Dorothy’s attitude to sex was one of withering contempt. She did not disapprove, she despised. The subject brought out in her a particular look — an expression of obstinate rejection, a clamping of the mouth, a hardening of the eye. Each time Helen saw it she thought of her father, and shivered for him.
Louise, at sixteen, discovered boys. The row with Dorothy and Louise’s flight to London and to art school was about sex rather more than about educational opportunity. Dorothy had opened the front door at the wrong moment late one evening and discovered Louise on the top step, in a fervent embrace with the publican’s son. The ensuing commotion kept everyone up till the small hours of the morning. ‘You’re disgusting!’ bawled Dorothy.
‘You’re a revolting little trollop, do you hear me?’ And Louise, incoherent and weeping but primed with righteous outrage, shouted back that Dorothy didn’t own her, that other people’s mothers didn’t … that every other teenager in the country … that this wasn’t the nineteenth century, for heaven’s sake!
Louise and Dorothy kept up a spasmodic battle about Louise’s sex-life until Louise married Tim, at which point Dorothy lost interest.

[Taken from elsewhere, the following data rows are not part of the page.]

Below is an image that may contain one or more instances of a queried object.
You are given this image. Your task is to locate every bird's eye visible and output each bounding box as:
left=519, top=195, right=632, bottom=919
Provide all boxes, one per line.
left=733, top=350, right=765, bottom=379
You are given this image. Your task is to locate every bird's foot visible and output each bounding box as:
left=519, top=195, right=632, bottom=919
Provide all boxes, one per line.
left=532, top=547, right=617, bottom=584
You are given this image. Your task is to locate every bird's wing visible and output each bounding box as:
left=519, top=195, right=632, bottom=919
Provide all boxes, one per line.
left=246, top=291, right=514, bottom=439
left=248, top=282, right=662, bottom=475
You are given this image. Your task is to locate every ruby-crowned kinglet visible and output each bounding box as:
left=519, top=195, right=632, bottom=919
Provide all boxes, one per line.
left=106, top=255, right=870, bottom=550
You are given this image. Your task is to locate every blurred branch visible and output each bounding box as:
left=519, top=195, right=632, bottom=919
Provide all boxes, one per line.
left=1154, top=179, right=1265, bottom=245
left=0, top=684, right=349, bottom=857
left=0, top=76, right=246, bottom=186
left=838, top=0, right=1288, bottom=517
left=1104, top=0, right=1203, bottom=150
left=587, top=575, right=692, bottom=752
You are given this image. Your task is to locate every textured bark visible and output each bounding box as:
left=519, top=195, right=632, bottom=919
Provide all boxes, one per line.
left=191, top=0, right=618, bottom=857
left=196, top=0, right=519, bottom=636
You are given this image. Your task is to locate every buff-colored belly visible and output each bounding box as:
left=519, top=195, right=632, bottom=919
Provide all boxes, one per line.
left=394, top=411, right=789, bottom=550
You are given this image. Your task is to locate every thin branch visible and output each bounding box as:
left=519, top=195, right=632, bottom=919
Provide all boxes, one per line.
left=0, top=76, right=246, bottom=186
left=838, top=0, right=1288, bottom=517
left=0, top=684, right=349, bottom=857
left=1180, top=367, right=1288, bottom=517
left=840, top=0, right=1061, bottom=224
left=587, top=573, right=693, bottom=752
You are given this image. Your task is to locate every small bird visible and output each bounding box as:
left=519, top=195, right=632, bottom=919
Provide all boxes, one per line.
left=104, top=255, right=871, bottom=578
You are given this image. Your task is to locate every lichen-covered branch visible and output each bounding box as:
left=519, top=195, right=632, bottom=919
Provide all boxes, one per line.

Helen and Edward were an altogether simpler matter.
So far as Dorothy was concerned they had nothing to do with that sort of thing; they weren’t ‘silly’ like Louise. When Helen struck up friendships with men Dorothy moved into the offensive with a strategy of disparagement: ‘That poor young man — one wonders what he can possibly fetch up doing, with that voice and those looks.’ She was given to assessing people in terms of appearance. Girls were classified as pretty girls, nice girls and clever girls. Pretty was best; clever was worst. One could not help noting that Dorothy herself, in youth, could not have fallen into any of these categories, but then Dorothy always saw herself as apart. Not in any sense of superiority: simply as apart. There was her, and there was the rest of the world.